Jean Dujardin écarte tout retour avec Alexandra Lamy
Jean Dujardin a estimé, mardi 17 mars dans le podcast Aura porté par Audrey Crespo‑Mara sur TF1+, que la série qui l’a révélé au grand public, Un gars, une fille, ne pourrait plus exister aujourd’hui. Lors d’un entretien de 47 minutes, l’acteur oscarisé en 2012 a livré un regard mesuré et critique sur des épisodes et des ressorts comiques qu’il qualifie désormais de dépassés, pointant l’évolution des sensibilités sociales depuis la fin des années 1990 et le début des années 2000.

Interrogé sur la nostalgie de « l’humour d’avant », Jean Dujardin a expliqué ne pas vouloir embellir le passé.

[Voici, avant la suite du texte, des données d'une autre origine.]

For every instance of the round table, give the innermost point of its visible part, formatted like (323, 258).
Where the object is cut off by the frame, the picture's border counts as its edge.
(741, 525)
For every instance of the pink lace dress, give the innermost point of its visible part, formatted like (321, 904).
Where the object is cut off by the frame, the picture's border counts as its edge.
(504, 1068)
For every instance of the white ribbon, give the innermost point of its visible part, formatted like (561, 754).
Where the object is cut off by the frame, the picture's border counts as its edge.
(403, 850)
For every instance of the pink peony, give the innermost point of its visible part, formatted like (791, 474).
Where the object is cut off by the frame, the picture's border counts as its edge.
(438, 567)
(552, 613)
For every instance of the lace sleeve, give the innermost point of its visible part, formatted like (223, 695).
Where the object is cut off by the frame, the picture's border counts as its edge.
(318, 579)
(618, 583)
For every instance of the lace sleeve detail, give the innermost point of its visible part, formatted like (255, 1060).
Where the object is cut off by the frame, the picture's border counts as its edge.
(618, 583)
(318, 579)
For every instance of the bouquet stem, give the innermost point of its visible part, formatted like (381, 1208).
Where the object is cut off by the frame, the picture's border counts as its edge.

Il a rappelé que la série, portée par le duo Chouchou et Loulou — incarné par lui et Alexandra Lamy — reposait sur des saynètes quotidiennes et des caricatures du couple, des formats courts construits autour du comique de situation et de clichés de genre.
Au fil de l’interview, l’acteur a pris de la distance avec certaines séquences qu’il reconnaît aujourd’hui comme problématiques, notamment des passages où son personnage adoptait des attitudes homophobes. Il a décrit ce regard critique comme le fruit d’une évolution des mentalités qui rendrait la diffusion de la série telle qu’elle existait impossible dans le paysage médiatique contemporain.
Un patrimoine télévisuel remis à l’épreuve des normes actuelles
« Ça ne serait plus possible », a tranché Jean Dujardin en répondant à Audrey Crespo‑Mara. Il a rappelé que les sketchs d’Un gars, une fille fonctionnaient par la caricature et l’exagération, des procédés destinés à provoquer le rire mais aujourd’hui susceptibles d’être lus sous un prisme critique. L’acteur a toutefois nuancé son propos en reconnaissant que certaines dynamiques de couple mises en scène « existent encore dans certains couples », citant l’idée d’un homme qui « joue un peu l’alpha » et d’une femme qui « joue un peu autre chose ».
Jean Dujardin a mentionné s’être repris en regardant des épisodes anciens et avoir perçu des passages qui ne « passeraient plus » aujourd’hui. Il a cité en particulier les séquences à tonalité homophobe, expliquant que ce type de contenu serait désormais jugé inacceptable et que l’écriture d’un format identique serait contrainte par les normes actuelles. Selon lui, un retour de la série ou une adaptation fidèle à l’esprit original serait impensable : « Au lieu de faire trente sketchs dans la semaine, on en ferait deux et encore, on se poserait les questions », a‑t‑il observé.
Au‑delà de la seule série, l’acteur a élargi sa réflexion au traitement des rapports homme‑femme à l’écran en rappelant que la fin des années 1990 représentait un contexte culturel spécifique. « C’est impossible, le rapport homme‑femme, enfin sur tout… c’est la fin des années 1990. Ça a tellement bougé et heureusement d’ailleurs », a‑t‑il déclaré, soulignant le décalage entre la période de création et la réception actuelle des mêmes contenus.